Weinberg, says Kauffman, omits the crucial force of agency. Kauffman argues: “We are agents playing our complex, filigreed games with one another. . . . This complexity is part of the complexity of the universe.” The emerging biosphere explodes into the exploding adjacent possibilities that life itself creates. It includes ever new, unprestatable functions that only come to exist because they abet the survival of the organisms having those functions, for example, eyes and sight.” 

The reader need not take sides on these debates without deep study of the basic materials. But the generalist interested in how the world works can scour A World Beyond Physics with great benefit. The book summarizes many facets of contemporary science and presents a viewpoint that, whether one agrees or not, is worth deliberating.

Besides the insights into biology, Kauffman’s arguments about the emergence and evolution of life have profound relevance to current debates about protection of the environment and all the life forms under threat from human and other forces.  Our adjacent possibles, we learn every day, can have destructive as well as positive effects on the marvels of being.

Reflecting on this book, the reader may well embrace Albert Schweitzer’s concept “reverence for life” as the fundamental principle of morality: “that good consists in maintaining, assisting and enhancing life, and to destroy, to harm or to hinder life is evil.”

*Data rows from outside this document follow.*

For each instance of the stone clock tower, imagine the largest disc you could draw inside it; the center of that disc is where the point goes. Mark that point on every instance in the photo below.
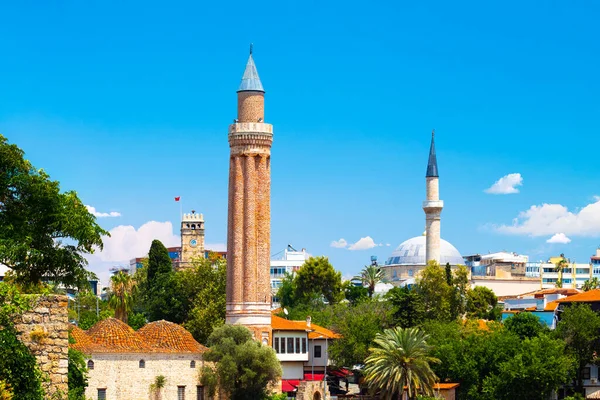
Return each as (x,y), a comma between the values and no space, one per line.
(249,217)
(192,238)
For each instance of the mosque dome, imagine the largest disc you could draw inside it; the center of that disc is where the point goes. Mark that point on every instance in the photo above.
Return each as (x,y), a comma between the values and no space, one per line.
(412,252)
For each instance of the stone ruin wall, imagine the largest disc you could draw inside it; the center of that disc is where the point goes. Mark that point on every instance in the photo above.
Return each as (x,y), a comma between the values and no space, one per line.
(44,329)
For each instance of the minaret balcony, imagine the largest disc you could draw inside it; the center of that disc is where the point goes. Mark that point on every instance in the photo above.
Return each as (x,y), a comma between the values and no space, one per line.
(433,205)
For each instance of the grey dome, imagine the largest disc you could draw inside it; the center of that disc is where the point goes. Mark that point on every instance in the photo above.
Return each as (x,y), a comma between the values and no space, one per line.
(412,252)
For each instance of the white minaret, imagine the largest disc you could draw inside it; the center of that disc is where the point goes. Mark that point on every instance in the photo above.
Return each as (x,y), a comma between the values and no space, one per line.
(432,207)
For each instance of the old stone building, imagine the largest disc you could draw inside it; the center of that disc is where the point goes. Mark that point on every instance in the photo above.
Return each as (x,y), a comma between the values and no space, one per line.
(124,364)
(249,212)
(192,238)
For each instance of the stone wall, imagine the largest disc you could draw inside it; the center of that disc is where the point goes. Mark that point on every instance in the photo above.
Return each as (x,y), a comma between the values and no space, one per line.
(121,377)
(45,331)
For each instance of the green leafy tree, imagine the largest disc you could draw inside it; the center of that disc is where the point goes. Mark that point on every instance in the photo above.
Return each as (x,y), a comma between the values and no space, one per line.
(526,325)
(579,327)
(244,367)
(358,325)
(44,234)
(204,289)
(591,284)
(401,358)
(539,368)
(435,292)
(317,279)
(354,293)
(409,308)
(481,303)
(370,276)
(123,288)
(159,262)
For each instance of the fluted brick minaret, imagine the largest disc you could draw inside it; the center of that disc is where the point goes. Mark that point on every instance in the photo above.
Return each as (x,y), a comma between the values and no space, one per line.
(433,207)
(249,218)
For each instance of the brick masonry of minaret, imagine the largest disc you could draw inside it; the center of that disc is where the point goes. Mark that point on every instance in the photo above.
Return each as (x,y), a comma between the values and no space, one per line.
(433,210)
(249,219)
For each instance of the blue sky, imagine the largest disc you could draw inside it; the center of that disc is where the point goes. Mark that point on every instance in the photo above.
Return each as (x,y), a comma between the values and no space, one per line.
(130,105)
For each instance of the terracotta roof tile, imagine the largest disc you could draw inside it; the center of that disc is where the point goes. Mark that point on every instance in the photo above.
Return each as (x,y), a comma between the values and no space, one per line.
(114,336)
(165,336)
(315,331)
(585,297)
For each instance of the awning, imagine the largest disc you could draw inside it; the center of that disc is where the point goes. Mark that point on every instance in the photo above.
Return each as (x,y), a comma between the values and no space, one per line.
(340,373)
(289,385)
(315,377)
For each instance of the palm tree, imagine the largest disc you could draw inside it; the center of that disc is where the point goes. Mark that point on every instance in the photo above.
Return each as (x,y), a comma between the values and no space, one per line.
(123,288)
(561,265)
(590,284)
(159,383)
(370,276)
(400,359)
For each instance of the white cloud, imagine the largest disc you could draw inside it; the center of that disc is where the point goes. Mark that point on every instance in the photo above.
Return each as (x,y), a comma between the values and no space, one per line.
(339,244)
(98,214)
(506,185)
(125,242)
(548,219)
(559,238)
(363,244)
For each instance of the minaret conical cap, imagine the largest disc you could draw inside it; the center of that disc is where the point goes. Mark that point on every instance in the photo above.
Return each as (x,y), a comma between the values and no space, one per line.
(432,171)
(250,80)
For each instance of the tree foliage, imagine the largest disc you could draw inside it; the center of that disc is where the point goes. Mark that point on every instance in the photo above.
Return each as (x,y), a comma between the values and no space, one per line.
(481,304)
(44,234)
(358,325)
(401,358)
(579,327)
(244,367)
(409,308)
(123,288)
(490,363)
(370,276)
(525,325)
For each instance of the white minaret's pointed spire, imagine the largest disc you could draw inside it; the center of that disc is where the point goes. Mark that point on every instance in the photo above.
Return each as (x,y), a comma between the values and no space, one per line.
(433,207)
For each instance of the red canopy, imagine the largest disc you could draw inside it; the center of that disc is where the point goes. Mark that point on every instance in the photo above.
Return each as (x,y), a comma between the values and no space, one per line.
(341,373)
(289,385)
(315,377)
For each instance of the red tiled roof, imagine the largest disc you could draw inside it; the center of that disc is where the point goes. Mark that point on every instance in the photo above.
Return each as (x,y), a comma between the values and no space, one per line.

Kauffman became a medical doctor, a theoretical biologist, and a complex systems researcher. He has held professorships at the University of Chicago and University of Pennsylvania and was awarded a MacArthur “genius grant” in 1987. He is the author of seminal works such as The Origins of Order and Humanity in a Creative Universe, also published by Oxford University Press.

Full disclosure: Kauffman and I met in 1955 as counselors at a camp for diabetic children. As a junior in high school, he was then writing a musical but knew enough philosophy—mostly by intuition and common sense--to help me, a recent grad of Notre Dame’s great books program, to cope with the contradictions between St. Thomas Aquinas and David Hume.

To underscore the range of scientific viewpoints being debated, Scientific American authors Basset and Bertolero teach and do research at the University of Pennsylvania, where Kauffman is an emeritus professor. Basset, like Kauffman, has been a MacArthur Fellow, and leads a Complex Systems Group. Whether these individuals follow Descartes or not, each seems to accept his belief, “I think. Therefore I am.”